Curtis E. Gannon, Assistant to the Solicitor General, argued on behalf of the United States that the justices should look to whether an indefinitely moored structure had ever been a vessel.

David C. Frederick, representing Riviera Beach, argued for a simple definition based on a "practical capability to float, move and carry goods or people". Several justices responded with examples of objects that might meet this definition but would not typically be considered vessels, such as an inner tube (Chief Justice John Roberts) or a styrofoam sofa (Justice Stephen Breyer).

Justice Anthony Kennedy at one point referred to the floating home as a "magnificent structure ... which was mercifully destroyed", which drew laughter from the crowd. Lozman later said that he had come close to walking out of the courtroom over the remark.

=== Opinion of the court ===
In a 7–2 decision written by Justice Breyer, the court ruled on 15 January 2013 in favor of a reasonable observer test for determining whether a structure is "capable of being used as a means of transportation on water" and is thus a vessel:
Not every floating structure is a "vessel." To state the obvious, a wooden washtub, a plastic dishpan, a swimming platform on pontoons, a large fishing net, a door taken off its hinges, or Pinocchio (when inside the whale) are not "vessels," even if they are "artificial contrivance[s]" capable of floating, moving under tow, and incidentally carrying even a fair-sized item or two when they do so. ... Consequently, in our view a structure does not fall within the scope of this statutory phrase unless a reasonable observer, looking to the home’s physical characteristics and activities, would consider it designed to a practical degree for carrying people or things over water.
The court then considered Lozman's floating home under that standard. Breyer emphasized that "But for the fact that it floats, nothing about Lozman's home suggests that it was designed to any practical degree to transport persons or things over water", and highlighted several attributes which made it ill-suited for those tasks, such as having no steering mechanism. On that basis, the court found that it was not a vessel and reversed the Eleventh Circuit. The opinion drew a distinction between floating homes like Lozman's and houseboats that are capable of propelling themselves.

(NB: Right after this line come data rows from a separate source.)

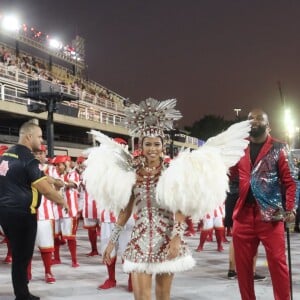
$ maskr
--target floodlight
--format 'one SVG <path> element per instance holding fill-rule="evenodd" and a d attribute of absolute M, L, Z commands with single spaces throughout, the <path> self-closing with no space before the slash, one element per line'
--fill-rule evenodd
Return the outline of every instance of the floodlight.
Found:
<path fill-rule="evenodd" d="M 7 31 L 18 31 L 21 28 L 19 19 L 13 15 L 4 16 L 1 25 Z"/>
<path fill-rule="evenodd" d="M 57 39 L 49 39 L 49 46 L 54 49 L 61 49 L 62 43 Z"/>

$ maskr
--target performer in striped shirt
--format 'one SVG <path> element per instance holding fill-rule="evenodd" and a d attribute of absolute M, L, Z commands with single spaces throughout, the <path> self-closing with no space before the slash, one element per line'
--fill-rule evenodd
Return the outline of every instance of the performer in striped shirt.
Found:
<path fill-rule="evenodd" d="M 40 151 L 34 152 L 35 157 L 40 161 L 40 169 L 47 175 L 47 180 L 54 186 L 56 190 L 59 190 L 64 186 L 64 182 L 61 179 L 55 179 L 55 169 L 48 168 L 46 157 L 46 146 L 41 145 Z M 41 204 L 37 211 L 37 236 L 36 244 L 39 247 L 41 257 L 45 269 L 45 282 L 54 283 L 56 281 L 51 270 L 51 257 L 54 252 L 54 213 L 53 203 L 48 200 L 44 195 L 41 198 Z M 31 275 L 31 272 L 29 272 Z"/>
<path fill-rule="evenodd" d="M 200 241 L 199 246 L 196 249 L 197 252 L 201 252 L 203 250 L 204 243 L 209 234 L 212 234 L 215 229 L 216 239 L 219 252 L 224 250 L 223 248 L 223 238 L 224 238 L 224 224 L 223 218 L 225 215 L 224 205 L 218 206 L 212 213 L 207 213 L 203 218 L 203 228 L 200 233 Z"/>
<path fill-rule="evenodd" d="M 79 189 L 78 189 L 78 203 L 79 210 L 83 217 L 83 228 L 88 230 L 88 237 L 91 244 L 91 251 L 86 256 L 99 255 L 97 249 L 97 235 L 100 231 L 99 213 L 96 206 L 96 201 L 90 197 L 83 182 L 82 173 L 84 171 L 85 157 L 79 156 L 77 158 L 77 172 L 79 174 Z"/>
<path fill-rule="evenodd" d="M 64 182 L 61 193 L 69 205 L 69 211 L 65 212 L 58 205 L 53 205 L 55 217 L 55 239 L 54 239 L 54 259 L 52 264 L 60 264 L 60 234 L 67 240 L 68 248 L 71 253 L 72 267 L 79 267 L 77 261 L 77 213 L 78 213 L 78 185 L 79 175 L 75 170 L 68 170 L 68 161 L 70 158 L 65 155 L 56 156 L 53 160 L 56 166 L 57 176 Z"/>
<path fill-rule="evenodd" d="M 113 232 L 116 223 L 116 216 L 111 211 L 101 210 L 100 212 L 101 222 L 101 238 L 100 238 L 100 253 L 103 254 L 110 240 L 110 236 Z M 134 226 L 134 218 L 131 216 L 124 226 L 123 231 L 120 234 L 119 240 L 116 242 L 115 247 L 111 253 L 111 263 L 106 263 L 108 279 L 103 284 L 98 286 L 98 289 L 110 289 L 116 286 L 116 262 L 117 254 L 123 255 L 127 244 L 130 240 L 132 228 Z M 122 259 L 123 263 L 123 259 Z M 128 291 L 132 292 L 131 274 L 128 277 Z"/>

=== Sotomayor's dissent ===
Justice Sonia Sotomayor dissented, joined by Justice Kennedy. She began by noting that she "agree[d] with much of the Court's reasoning" and characterizing the Eleventh Circuit's test as "overinclusive". However, she criticized the introduction of a reasonable observer test as going against maritime industries' need for "clear and predictable legal rules for determining which ships are vessels." She further felt that the record was not clear enough to conclude that Lozman's home was not a vessel, and argued that the matter should have been instead remanded to the Eleventh Circuit for further consideration.

== Impact and subsequent developments ==
The decision in Lozman was taken as definitive with respect to whether floating homes—as distinct from houseboats capable of self-propulsion—are vessels under admiralty law, but less so in other regards. David R. Maass, writing in the Florida Law Review, criticized the reasonable observer test as making matters uncertain for lower courts; Kathryn D. Yankowski, writing in the University of Miami Law Review, acknowledged this as "potentially problematic" but saw Lozman as a "fundamental addition" to maritime law that clarified the test lower courts should use.

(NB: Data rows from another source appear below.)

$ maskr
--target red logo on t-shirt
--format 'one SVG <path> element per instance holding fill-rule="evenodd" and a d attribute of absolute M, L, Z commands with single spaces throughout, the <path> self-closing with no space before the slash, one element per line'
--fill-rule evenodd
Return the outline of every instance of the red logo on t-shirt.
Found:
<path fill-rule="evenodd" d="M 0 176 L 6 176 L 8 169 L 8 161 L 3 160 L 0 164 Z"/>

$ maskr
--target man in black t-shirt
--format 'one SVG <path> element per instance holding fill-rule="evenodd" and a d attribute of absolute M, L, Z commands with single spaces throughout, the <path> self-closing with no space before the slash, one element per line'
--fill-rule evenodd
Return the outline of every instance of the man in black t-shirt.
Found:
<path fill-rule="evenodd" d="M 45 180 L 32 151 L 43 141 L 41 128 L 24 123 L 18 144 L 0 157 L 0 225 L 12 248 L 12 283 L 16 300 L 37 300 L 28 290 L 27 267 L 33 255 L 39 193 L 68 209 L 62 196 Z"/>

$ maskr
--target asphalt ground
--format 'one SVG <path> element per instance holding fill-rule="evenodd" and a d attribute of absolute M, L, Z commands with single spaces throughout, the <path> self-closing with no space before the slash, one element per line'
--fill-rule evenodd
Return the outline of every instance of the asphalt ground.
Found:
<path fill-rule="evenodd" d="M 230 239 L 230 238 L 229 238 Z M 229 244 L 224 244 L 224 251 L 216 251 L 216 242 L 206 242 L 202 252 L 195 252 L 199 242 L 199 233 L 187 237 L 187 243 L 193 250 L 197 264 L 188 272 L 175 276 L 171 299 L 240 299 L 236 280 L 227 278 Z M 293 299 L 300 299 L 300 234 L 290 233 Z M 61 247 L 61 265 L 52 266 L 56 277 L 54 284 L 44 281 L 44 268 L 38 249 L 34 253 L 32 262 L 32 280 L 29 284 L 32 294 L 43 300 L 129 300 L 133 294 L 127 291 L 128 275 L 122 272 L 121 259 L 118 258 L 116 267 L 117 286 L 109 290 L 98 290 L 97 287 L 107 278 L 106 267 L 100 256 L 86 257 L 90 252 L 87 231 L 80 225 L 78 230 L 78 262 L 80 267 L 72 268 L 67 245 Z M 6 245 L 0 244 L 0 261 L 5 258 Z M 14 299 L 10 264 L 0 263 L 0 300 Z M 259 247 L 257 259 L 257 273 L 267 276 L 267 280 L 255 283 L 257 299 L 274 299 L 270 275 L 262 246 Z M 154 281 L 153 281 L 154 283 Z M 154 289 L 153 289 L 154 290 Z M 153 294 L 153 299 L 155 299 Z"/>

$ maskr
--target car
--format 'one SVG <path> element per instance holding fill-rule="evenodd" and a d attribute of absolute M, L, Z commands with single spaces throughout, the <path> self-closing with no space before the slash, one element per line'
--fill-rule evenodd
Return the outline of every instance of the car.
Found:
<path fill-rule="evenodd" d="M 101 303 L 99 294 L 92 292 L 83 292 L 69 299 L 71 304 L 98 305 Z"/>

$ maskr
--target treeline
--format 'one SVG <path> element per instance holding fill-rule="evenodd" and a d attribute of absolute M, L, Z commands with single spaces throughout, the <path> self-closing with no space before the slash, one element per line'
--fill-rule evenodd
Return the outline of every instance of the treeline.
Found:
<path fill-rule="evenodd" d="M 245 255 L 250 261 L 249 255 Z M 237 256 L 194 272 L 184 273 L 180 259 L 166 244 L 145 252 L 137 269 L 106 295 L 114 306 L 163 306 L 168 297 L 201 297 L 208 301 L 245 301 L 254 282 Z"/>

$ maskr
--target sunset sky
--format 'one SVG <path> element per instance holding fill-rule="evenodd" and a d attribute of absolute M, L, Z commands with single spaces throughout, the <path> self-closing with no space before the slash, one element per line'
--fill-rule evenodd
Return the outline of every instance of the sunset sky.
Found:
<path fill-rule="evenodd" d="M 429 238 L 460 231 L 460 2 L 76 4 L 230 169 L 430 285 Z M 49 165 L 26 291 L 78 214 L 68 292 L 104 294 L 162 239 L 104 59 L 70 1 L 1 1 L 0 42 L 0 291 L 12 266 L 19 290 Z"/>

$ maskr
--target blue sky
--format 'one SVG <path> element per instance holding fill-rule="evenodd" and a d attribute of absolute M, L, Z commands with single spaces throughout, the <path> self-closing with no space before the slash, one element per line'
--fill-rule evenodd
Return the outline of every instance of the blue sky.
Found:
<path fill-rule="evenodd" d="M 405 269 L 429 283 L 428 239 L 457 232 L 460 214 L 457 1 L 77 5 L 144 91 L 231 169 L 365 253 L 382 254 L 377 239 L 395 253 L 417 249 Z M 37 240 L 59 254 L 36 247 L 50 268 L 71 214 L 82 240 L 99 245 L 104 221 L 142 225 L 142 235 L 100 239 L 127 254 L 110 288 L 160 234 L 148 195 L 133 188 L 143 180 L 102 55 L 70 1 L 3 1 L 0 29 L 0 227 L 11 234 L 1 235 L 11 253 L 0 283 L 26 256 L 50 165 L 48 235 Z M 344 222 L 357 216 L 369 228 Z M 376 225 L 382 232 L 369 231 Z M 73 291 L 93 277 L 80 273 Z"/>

Chief Justice Roberts referred to the case as his favorite of the 2012 term, and emphasized the impact of seeing a picture of the floating home, which he described as looking like "a house that got swept into the ocean somehow".

After winning at the Supreme Court, Lozman sought $270,000 in damages from the city for the loss of his floating home. A federal judge instead ordered that the city pay $7,500. The Eleventh Circuit upheld the ruling on appeal, and the Supreme Court denied a mandamus petition in April 2017.

Lozman's litigation against Riviera Beach regarding his floating home occurred parallel to suit alleging that his 2006 arrest at a city council meeting had been retaliatory. That case, also called Lozman v. City of Riviera Beach, reached the Supreme Court in 2018. The Supreme Court again held in Lozman's favor, allowing the suit to proceed.